CA Sales’ revenue jumps 28 %

SHARE   |   Wednesday, 05 September 2018   |   By Ricardo Kanono
CA Sales Distribution center CA Sales Distribution center

Merchandising giant CA Sales has reported a profit after tax of R46 million, from R32 million that was registered last year for the six month period.

CA Sales, which specialises in the Fast Moving Consumer Goods, recorded a 28 percent increase in revenue for the half year period ended 30 June 2018. Revenue for the period is R2.4 billion, up from R1.9 billion in the prior interim period, with the growth achieved through a combination of organic and acquisitive measures.


“In a challenging operating environment, management continued to focus on margin retention, stock management, dynamic service levels and continual cost analysis,” the company said in a statement.

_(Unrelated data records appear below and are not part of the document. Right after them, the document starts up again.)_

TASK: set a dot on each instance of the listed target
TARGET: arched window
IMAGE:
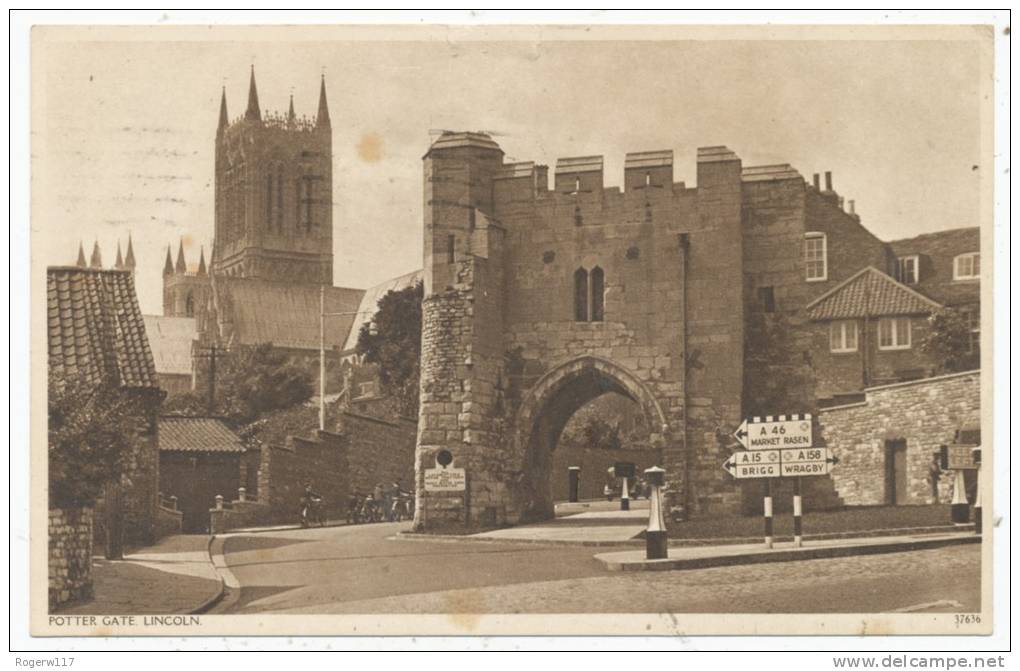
(580, 295)
(268, 201)
(279, 199)
(598, 294)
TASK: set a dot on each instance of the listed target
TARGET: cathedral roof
(170, 341)
(95, 327)
(369, 303)
(869, 293)
(286, 314)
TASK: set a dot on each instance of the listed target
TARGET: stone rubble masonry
(505, 362)
(69, 555)
(925, 413)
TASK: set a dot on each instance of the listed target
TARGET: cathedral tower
(273, 194)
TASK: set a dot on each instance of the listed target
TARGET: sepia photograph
(490, 329)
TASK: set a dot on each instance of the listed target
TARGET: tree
(251, 382)
(392, 340)
(948, 342)
(91, 433)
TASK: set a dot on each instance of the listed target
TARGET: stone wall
(844, 372)
(925, 413)
(378, 451)
(69, 555)
(320, 461)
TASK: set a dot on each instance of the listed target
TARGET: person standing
(934, 474)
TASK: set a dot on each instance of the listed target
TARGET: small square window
(894, 333)
(967, 266)
(907, 269)
(766, 297)
(815, 257)
(843, 337)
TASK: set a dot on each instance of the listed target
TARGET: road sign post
(573, 475)
(656, 545)
(624, 470)
(798, 512)
(977, 495)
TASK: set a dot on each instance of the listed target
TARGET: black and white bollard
(977, 494)
(573, 475)
(960, 509)
(798, 512)
(656, 546)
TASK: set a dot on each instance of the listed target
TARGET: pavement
(685, 558)
(173, 576)
(361, 570)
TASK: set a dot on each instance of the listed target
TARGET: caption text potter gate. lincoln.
(124, 620)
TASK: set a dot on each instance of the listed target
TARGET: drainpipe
(684, 241)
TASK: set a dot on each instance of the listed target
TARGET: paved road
(361, 569)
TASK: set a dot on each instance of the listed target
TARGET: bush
(91, 435)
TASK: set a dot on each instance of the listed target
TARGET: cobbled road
(362, 569)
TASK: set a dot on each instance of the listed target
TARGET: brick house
(199, 459)
(95, 333)
(867, 331)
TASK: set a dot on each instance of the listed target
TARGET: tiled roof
(170, 340)
(95, 327)
(369, 303)
(284, 313)
(869, 293)
(936, 251)
(197, 434)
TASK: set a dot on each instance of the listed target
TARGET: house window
(967, 266)
(598, 294)
(815, 263)
(766, 297)
(894, 333)
(843, 337)
(580, 295)
(973, 330)
(907, 269)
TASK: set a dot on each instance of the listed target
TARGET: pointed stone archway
(548, 406)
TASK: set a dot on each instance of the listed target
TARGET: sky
(123, 128)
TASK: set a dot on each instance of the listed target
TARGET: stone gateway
(542, 295)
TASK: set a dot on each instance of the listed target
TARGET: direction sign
(800, 468)
(774, 432)
(761, 463)
(780, 463)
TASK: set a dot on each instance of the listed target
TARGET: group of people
(384, 503)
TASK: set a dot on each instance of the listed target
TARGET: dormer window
(907, 269)
(815, 257)
(967, 266)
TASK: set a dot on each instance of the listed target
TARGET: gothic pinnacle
(253, 112)
(322, 118)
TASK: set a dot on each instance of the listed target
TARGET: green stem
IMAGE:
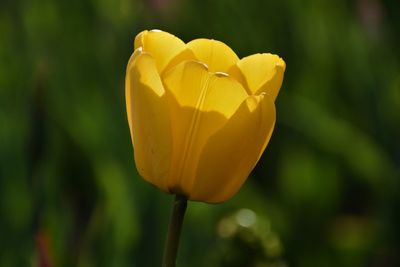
(174, 231)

The Botswana Stock Exchange (BSE) listed company says this resulted in a healthy increase in gross profit of 23 percent to R382.4 million and a robust 44 percent increase in headline earnings to R45.7 million.

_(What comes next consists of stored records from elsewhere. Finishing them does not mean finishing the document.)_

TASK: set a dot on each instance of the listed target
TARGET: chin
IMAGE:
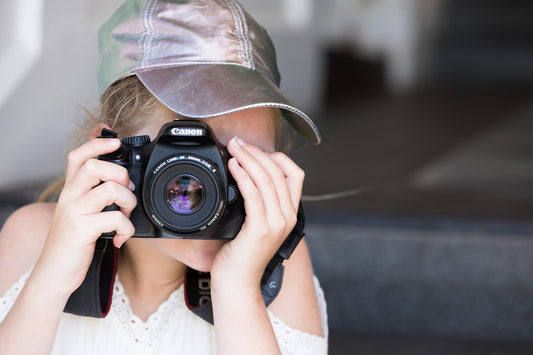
(201, 254)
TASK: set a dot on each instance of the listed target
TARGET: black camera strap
(93, 297)
(198, 284)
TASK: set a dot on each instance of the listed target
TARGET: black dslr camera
(182, 183)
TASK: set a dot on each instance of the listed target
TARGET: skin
(60, 241)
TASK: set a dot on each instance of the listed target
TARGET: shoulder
(21, 241)
(297, 303)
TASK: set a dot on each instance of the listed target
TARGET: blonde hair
(124, 107)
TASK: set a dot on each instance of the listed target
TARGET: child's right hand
(90, 186)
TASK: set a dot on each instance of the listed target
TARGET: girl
(160, 61)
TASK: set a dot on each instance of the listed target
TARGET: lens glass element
(185, 194)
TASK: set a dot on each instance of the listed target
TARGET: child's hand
(78, 221)
(271, 185)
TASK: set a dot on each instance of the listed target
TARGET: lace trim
(147, 333)
(10, 296)
(293, 340)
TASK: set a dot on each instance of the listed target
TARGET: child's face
(256, 126)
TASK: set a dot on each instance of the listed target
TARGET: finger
(294, 175)
(277, 175)
(95, 200)
(92, 173)
(89, 150)
(260, 178)
(248, 190)
(111, 221)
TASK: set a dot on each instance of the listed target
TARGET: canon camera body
(182, 183)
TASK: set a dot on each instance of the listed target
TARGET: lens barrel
(184, 194)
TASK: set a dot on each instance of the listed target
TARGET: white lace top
(172, 329)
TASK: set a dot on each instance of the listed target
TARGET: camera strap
(197, 285)
(93, 297)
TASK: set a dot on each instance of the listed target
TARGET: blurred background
(419, 200)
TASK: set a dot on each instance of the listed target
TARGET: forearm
(242, 324)
(31, 325)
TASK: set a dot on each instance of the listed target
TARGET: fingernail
(239, 141)
(114, 142)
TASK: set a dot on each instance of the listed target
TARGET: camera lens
(184, 194)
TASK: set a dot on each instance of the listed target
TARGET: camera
(182, 183)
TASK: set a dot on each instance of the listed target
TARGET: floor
(438, 159)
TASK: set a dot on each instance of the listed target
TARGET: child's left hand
(271, 186)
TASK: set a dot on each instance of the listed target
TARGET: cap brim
(209, 90)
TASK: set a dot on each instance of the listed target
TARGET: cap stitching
(237, 23)
(246, 38)
(149, 32)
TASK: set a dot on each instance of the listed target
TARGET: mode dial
(136, 140)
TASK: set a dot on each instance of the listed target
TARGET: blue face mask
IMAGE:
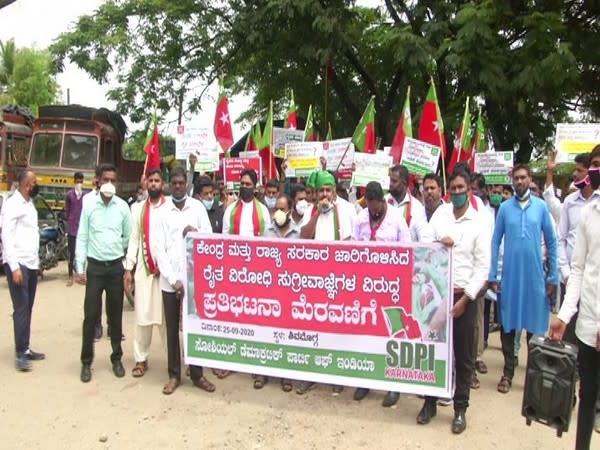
(459, 200)
(270, 202)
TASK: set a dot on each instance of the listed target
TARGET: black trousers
(172, 308)
(508, 351)
(465, 350)
(103, 276)
(22, 298)
(588, 360)
(71, 245)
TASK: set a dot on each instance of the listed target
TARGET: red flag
(292, 119)
(152, 150)
(431, 127)
(222, 125)
(404, 129)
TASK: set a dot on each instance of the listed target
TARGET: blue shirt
(104, 231)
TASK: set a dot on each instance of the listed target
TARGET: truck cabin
(15, 136)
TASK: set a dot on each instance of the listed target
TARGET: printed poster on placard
(419, 157)
(233, 167)
(496, 167)
(575, 138)
(371, 167)
(200, 141)
(364, 314)
(339, 154)
(282, 136)
(302, 158)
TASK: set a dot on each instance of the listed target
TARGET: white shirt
(134, 248)
(553, 203)
(471, 254)
(246, 220)
(20, 233)
(420, 230)
(584, 282)
(325, 228)
(170, 252)
(567, 228)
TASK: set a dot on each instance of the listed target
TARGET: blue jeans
(22, 298)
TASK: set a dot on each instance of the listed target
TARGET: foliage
(27, 76)
(529, 63)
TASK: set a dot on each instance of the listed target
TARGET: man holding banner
(412, 209)
(180, 215)
(459, 226)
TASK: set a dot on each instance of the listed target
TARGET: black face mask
(154, 193)
(246, 194)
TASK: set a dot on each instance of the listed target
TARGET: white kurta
(148, 296)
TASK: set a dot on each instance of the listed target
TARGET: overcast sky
(39, 22)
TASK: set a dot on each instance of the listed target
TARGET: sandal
(260, 381)
(221, 373)
(170, 387)
(504, 385)
(286, 385)
(204, 384)
(140, 369)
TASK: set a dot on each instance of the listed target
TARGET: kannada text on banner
(364, 314)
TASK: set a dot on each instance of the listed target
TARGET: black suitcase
(550, 383)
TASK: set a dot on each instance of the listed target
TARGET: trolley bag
(550, 383)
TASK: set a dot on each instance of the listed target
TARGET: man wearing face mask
(281, 227)
(379, 222)
(460, 226)
(271, 192)
(180, 215)
(411, 208)
(246, 216)
(204, 190)
(20, 246)
(102, 239)
(299, 202)
(522, 221)
(73, 206)
(327, 220)
(141, 255)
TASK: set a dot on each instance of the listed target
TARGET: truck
(15, 137)
(74, 138)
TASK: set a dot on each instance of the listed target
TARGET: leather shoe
(390, 399)
(360, 393)
(86, 373)
(118, 369)
(22, 363)
(459, 424)
(428, 412)
(34, 356)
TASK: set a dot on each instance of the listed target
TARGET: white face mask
(301, 207)
(108, 189)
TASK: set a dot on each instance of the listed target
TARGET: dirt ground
(50, 408)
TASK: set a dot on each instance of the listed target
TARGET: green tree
(27, 76)
(522, 59)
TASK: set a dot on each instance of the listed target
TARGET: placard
(496, 167)
(199, 141)
(419, 157)
(233, 167)
(364, 314)
(302, 158)
(371, 167)
(334, 151)
(575, 138)
(282, 136)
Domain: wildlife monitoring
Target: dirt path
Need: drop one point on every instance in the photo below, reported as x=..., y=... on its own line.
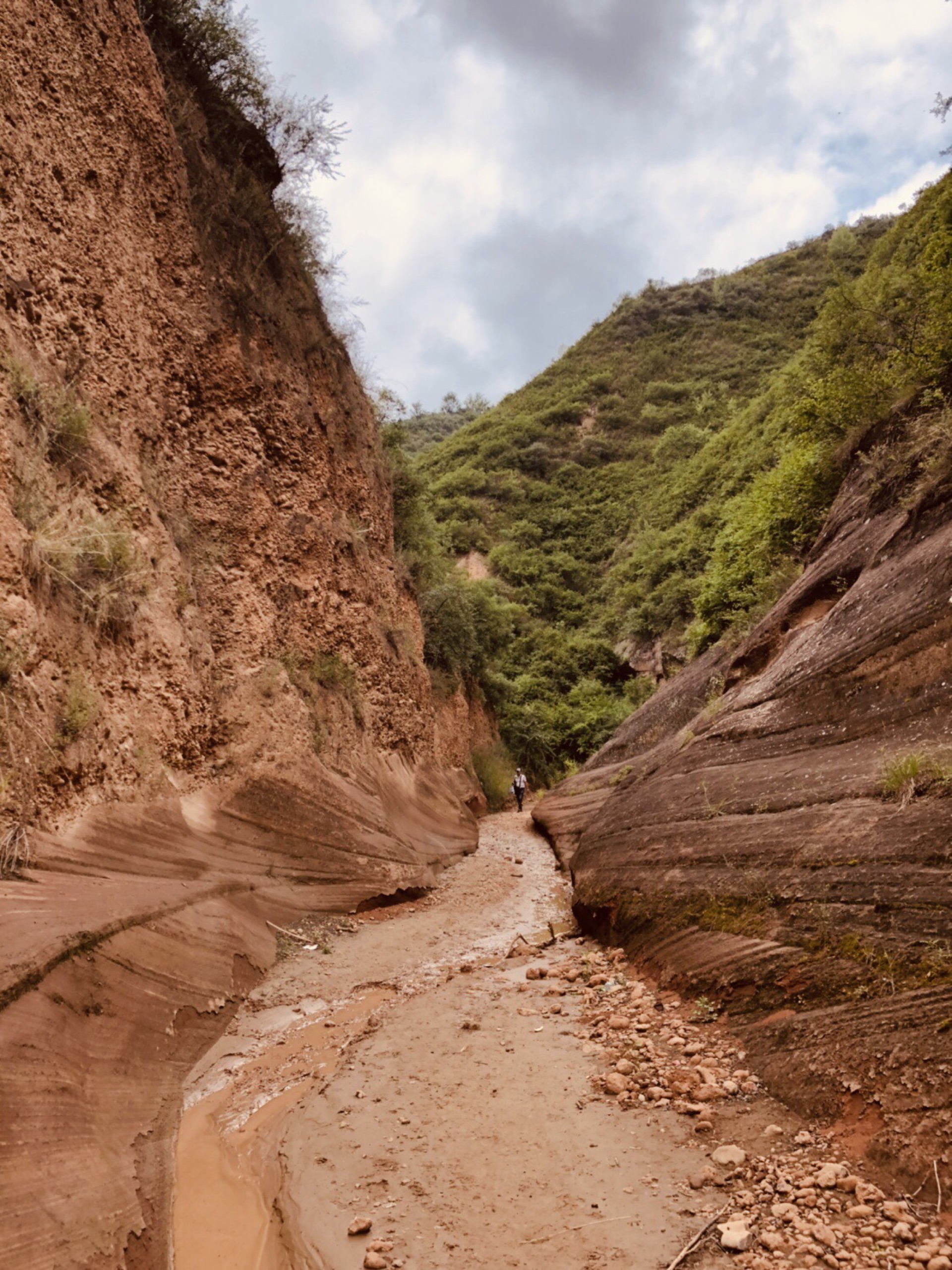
x=416, y=1078
x=457, y=1115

This also reported to have been supported by the increased shareholding in major subsidiaries towards the end of last year.

Headline earnings per share went up 30 percent to 10.25 cents per share from 7.83 cents in the previous corresponding period.


Despite the volatile trading environment in which the businesses operate, the group announced that it is pleased with the good results produced by the major operating companies.

“Manufacturers’ below the line marketing spend cuts have negatively impacted on the marketing and promotional operations and tough trading conditions prevailed in Namibia,” the group said.


Following the acquisition of a warehouse in Botswana at the end of June this year, the group’s total assets increased by 10 percent to R2.3 billion.

In terms of future strategy, the group says it will continue its expansion by growing its principal and customer networks and making value-adding acquisitions, widening its footprint further across the African continent.


With the challenging economic environment and difficult trading conditions expected to prevail for the time being, the group says it is well positioned with a strong balance sheet and a diverse geographical presence across Southern Africa.


The group has a diverse geographical presence across Southern Africa operating in Botswana, Lesotho, Mozambique, Namibia, South Africa, Swaziland, Zambia and Zimbabwe.